Metrics and Perfectionism

Anyone who knows me knows I’ve become a little obsessed with metrics and analytics. (Have you seen my business dashboard?) Collecting and visualizing data can give you wonderful insights into your business and personal life. Knowledge and information brings control to chaos. It’s a powerful feeling knowing exactly what’s going on, and it can show you what you need to work on.

Despite my obsession with analytics, I struggle deeply with perfectionism. Perfectionism can be the demise of financial projections, fitness plans, and marketing plans alike. I have found that I tend to obsess too much on how accurately and completely I collect my data. When it comes to analytics, the 80/20 rule holds up.* Typically the point to measuring and visualizing data is to help you address or discover a problem and come up with  a solution. The problem is not how accurately and completely can you collect data, but how many new customers do you need to pay overhead, or how many fewer calories must you consume to lose weight. You simply need enough data to detect trends and make predictions.

SandwichFor example, I’m currently tracking my activity levels using a FitBit. I love this sort of passive data collection. However, one part of the FitBit I’ve been avoiding like the plague is calorie counting. It bothers me that recording a turkey sandwich doesn’t take into account that I’ve used low fat mayonnaise and 2% milk cheese. The thing I’ve struggled to come to terms with, is that reality and models are not the same thing. I’m not “cheating” myself by estimating the amount of calories that are in a turkey sandwich, nor does recording slightly too many calories change the fact that in reality I’m using low fat mayonnaise. These data points are simply there to illustrate the big picture. Obsessing about minutia creates unnecessary work, can lead to burnout, cause you to ovoid data collection all together, and in general won’t significantly affect the overall trends and solutions you can discover by collecting and analyzing data.

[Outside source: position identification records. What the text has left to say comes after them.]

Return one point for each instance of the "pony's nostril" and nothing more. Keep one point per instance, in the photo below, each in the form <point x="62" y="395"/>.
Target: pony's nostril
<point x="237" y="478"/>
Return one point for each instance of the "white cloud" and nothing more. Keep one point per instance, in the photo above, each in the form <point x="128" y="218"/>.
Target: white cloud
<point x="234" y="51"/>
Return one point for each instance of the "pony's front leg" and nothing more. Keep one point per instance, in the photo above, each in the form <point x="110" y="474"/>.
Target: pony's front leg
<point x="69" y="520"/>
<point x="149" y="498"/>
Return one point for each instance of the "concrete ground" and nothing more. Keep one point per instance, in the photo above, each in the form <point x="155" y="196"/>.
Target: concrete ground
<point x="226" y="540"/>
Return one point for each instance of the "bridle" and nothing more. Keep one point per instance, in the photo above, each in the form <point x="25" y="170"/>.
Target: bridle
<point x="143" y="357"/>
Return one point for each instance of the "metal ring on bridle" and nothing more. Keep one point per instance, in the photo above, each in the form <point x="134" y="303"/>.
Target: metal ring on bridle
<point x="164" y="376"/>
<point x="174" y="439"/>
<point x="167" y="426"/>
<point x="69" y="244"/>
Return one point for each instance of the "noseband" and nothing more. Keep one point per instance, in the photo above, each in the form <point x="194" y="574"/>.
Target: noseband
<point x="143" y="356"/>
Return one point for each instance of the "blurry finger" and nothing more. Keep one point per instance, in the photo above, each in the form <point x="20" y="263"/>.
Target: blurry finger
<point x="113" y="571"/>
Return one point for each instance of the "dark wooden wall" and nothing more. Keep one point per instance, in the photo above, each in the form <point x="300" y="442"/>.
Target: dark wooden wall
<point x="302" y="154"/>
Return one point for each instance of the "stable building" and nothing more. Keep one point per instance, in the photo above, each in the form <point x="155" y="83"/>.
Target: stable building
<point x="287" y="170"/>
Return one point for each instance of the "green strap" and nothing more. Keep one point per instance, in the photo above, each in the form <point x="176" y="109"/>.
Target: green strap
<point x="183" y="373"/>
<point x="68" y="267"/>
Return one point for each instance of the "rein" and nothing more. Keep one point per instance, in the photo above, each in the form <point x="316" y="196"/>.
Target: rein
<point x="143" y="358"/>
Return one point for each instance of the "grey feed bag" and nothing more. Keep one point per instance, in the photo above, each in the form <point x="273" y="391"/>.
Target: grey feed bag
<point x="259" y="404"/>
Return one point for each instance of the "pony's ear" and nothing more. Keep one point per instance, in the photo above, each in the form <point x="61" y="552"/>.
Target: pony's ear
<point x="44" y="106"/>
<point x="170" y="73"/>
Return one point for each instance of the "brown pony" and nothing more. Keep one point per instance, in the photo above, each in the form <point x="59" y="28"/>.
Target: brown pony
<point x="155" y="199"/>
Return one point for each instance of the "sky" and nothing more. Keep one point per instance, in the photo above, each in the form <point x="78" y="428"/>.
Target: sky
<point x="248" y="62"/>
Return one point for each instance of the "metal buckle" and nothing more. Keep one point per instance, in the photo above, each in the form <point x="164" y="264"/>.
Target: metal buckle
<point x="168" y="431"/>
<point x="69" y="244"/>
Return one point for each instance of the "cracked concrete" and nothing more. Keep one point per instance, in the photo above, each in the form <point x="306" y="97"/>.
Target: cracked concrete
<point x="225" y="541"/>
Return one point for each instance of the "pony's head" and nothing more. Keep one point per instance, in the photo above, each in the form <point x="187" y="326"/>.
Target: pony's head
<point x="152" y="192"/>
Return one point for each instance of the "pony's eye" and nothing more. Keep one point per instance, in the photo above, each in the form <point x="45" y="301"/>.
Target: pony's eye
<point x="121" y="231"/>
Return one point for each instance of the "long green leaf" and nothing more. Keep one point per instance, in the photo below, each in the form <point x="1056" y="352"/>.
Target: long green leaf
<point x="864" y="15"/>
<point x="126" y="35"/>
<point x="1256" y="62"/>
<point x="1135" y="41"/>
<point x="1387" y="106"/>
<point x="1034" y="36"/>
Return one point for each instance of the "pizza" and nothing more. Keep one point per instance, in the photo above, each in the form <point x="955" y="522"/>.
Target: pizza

The take away? Just like in creative endeavors, perfectionism can poison your analytical efforts. Relax. So your financial projections are off twenty bucks, you can still see the trends of your business. In most real world applications “good enough” produces results, while perfectionism causes paralysis.

* side note: I should mention that some scientific experiments require a level of data accuracy greater than “good enough.” However, the analysis of most aspects of my business and life do not require such detailed data samples, and I suspect neither do most peoples.